WASHINGTON, May 27 (Xinhua) -- Immunity to the coronavirus lasts at least a year, possibly a lifetime, improving over time especially after vaccination -- the findings may "help put to rest lingering fears that protection against the virus will be short-lived," reported The New York Times on Thursday over the results of two new studies.

Together, the studies suggested that most people who have recovered from COVID-19 and who were later immunized will not need boosters. Vaccinated people who were never infected most likely will need the shots, however, as will a minority who were infected but did not produce a robust immune response.

Both reports looked at people who had been exposed to the coronavirus about a year earlier. Cells that retain a memory of the virus persist in the bone marrow and may churn out antibodies whenever needed, according to one of the studies, published this week in the journal Nature.

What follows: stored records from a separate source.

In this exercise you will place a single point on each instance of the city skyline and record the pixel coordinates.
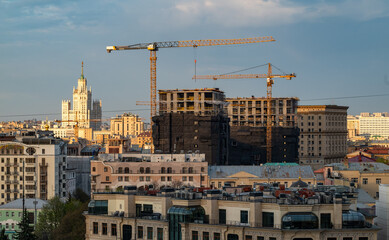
(333, 47)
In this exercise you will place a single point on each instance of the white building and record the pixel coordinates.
(374, 125)
(84, 110)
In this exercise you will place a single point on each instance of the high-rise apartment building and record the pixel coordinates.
(323, 134)
(36, 163)
(127, 125)
(253, 111)
(84, 110)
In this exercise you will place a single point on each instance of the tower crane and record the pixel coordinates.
(154, 46)
(269, 76)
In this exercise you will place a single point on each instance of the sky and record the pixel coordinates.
(338, 49)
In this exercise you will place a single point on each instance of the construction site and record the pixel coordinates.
(229, 131)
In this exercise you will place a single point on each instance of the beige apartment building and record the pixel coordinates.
(42, 161)
(253, 111)
(365, 175)
(205, 101)
(323, 134)
(189, 215)
(127, 125)
(156, 169)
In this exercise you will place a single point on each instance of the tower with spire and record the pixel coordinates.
(84, 109)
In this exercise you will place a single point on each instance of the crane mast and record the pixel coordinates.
(154, 46)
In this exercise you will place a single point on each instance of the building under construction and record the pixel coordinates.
(197, 120)
(192, 120)
(253, 111)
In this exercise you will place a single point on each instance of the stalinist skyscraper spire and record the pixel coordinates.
(84, 110)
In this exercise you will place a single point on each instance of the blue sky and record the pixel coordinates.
(337, 48)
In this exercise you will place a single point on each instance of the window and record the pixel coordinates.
(222, 216)
(159, 233)
(95, 228)
(325, 220)
(364, 181)
(149, 233)
(195, 235)
(216, 236)
(378, 181)
(140, 232)
(205, 235)
(244, 217)
(267, 219)
(113, 230)
(105, 229)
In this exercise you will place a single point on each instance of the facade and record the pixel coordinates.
(382, 212)
(365, 175)
(127, 125)
(43, 162)
(278, 214)
(374, 125)
(323, 134)
(158, 170)
(253, 111)
(352, 126)
(84, 110)
(81, 166)
(206, 101)
(192, 133)
(248, 145)
(12, 212)
(287, 174)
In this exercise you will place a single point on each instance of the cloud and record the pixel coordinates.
(232, 13)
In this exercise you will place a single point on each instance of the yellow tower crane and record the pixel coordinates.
(154, 46)
(269, 76)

The other study, posted online at BioRxiv, a site for biology research, found that these so-called memory B cells continue to mature and strengthen for at least 12 months after the initial infection.

"The papers are consistent with the growing body of literature that suggests that immunity elicited by infection and vaccination for SARS-CoV-2 appears to be long-lived," Scott Hensley, an immunologist at the University of Pennsylvania who was not involved in the research, was quoted as saying.

"The studies may soothe fears that immunity to the virus is transient, as is the case with coronaviruses that cause common colds," said the Times in its report.

But those viruses change significantly every few years, said Hensley, adding that "The reason we get infected with common coronaviruses repetitively throughout life might have much more to do with variation of these viruses rather than immunity."